A review by chillcox15
Knockemstiff by Donald Ray Pollock

4.0

I read this and Crimes in Southern Indiana, by Frank Bill, in very close vicinity, and they cover much of the same ground -- the dirty, depressing, and devious lives of people who situate themselves in a particular geographic area, an area that the author himself grew up in. In as much, I cannot help but compare the two. I found myself liking this book a little more than Bill's, if for the fact that I felt some of these stories were a little more varied than those in Crimes in Southern Indiana, which I sometimes found to be repetitive.
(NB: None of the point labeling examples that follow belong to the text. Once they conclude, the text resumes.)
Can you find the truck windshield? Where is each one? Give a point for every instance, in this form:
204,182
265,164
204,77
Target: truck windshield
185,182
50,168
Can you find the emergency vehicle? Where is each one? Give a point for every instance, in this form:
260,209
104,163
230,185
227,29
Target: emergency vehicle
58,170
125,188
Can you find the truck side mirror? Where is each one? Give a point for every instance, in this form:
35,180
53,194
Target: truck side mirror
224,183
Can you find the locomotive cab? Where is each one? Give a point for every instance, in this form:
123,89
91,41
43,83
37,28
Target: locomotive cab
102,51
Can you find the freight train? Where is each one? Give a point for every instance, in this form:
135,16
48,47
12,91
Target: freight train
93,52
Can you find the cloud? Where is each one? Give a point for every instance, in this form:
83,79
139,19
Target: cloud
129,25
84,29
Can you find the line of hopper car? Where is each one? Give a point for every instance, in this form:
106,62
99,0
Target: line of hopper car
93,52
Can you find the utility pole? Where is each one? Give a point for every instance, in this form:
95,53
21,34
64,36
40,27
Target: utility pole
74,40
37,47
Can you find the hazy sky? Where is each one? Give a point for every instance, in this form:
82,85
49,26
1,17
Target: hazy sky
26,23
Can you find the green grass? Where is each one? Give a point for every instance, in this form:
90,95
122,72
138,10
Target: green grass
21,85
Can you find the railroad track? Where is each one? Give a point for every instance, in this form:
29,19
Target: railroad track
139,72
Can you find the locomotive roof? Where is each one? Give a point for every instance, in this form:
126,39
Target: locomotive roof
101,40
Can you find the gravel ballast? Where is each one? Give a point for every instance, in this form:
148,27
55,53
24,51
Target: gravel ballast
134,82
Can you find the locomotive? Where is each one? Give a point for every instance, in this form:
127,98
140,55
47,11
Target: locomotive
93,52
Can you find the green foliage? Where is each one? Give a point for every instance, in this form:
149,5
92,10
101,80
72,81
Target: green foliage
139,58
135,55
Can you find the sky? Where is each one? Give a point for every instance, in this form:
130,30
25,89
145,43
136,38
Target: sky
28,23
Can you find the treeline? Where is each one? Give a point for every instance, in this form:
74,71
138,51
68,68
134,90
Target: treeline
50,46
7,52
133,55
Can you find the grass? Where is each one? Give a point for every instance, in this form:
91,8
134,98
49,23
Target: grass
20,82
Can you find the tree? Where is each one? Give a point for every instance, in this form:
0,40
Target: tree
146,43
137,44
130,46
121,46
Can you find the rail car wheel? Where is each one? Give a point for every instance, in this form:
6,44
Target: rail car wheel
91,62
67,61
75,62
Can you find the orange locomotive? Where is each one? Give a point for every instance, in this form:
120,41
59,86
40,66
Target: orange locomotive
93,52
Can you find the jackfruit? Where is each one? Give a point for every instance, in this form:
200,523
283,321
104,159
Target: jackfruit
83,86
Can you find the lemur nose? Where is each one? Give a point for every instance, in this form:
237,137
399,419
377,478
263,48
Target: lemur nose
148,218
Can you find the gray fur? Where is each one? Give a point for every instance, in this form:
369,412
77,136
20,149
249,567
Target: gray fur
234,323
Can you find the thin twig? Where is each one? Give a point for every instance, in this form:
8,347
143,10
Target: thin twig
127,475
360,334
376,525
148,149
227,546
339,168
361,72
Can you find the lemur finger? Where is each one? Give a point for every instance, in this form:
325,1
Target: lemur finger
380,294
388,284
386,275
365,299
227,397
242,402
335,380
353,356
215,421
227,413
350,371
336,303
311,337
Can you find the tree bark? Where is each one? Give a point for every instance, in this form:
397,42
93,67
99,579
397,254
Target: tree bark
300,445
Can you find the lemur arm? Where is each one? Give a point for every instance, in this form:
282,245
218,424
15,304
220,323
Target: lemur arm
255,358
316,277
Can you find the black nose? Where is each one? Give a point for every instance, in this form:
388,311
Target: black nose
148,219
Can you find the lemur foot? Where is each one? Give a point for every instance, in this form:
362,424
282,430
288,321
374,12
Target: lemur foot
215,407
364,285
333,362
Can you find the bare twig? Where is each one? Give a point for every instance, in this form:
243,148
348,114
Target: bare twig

This book got repetitive at points, too (Its most major weakness), where some of the protagonists (drug-addled toothless 20-something hicks) and situations (a high occurrence of hidden or devious homosexuality) appeared a little too often, making some of the stories blend together indistinguishably. That said, I think the area where Donald Ray Pollock really shines is in knowing how absurd to make his stories. They are bleakly realist, after all, but he goes a little bit farther in the predicaments of the characters than Frank Bill does (who often relies on balls-to-the-wall blood-soaked violence to jar his readers into fiction); I particularly enjoyed the body-building story Discipline, which didn't really use the same archetypes the other stories did, as an example of the essential weirdness of the goings-ons in Knockemstiff. Other than that, I found a lot of Pollack's characters to be placed well in the spectrum of sympathetic protagonists to not-so-very-sympathetic; their actions were at times despicable, but he knew where to put enough inner monologues to get his readers to at least understand what might be going on with them. Overall, I would recommend this to the dirty-slice-of-Americana crowd.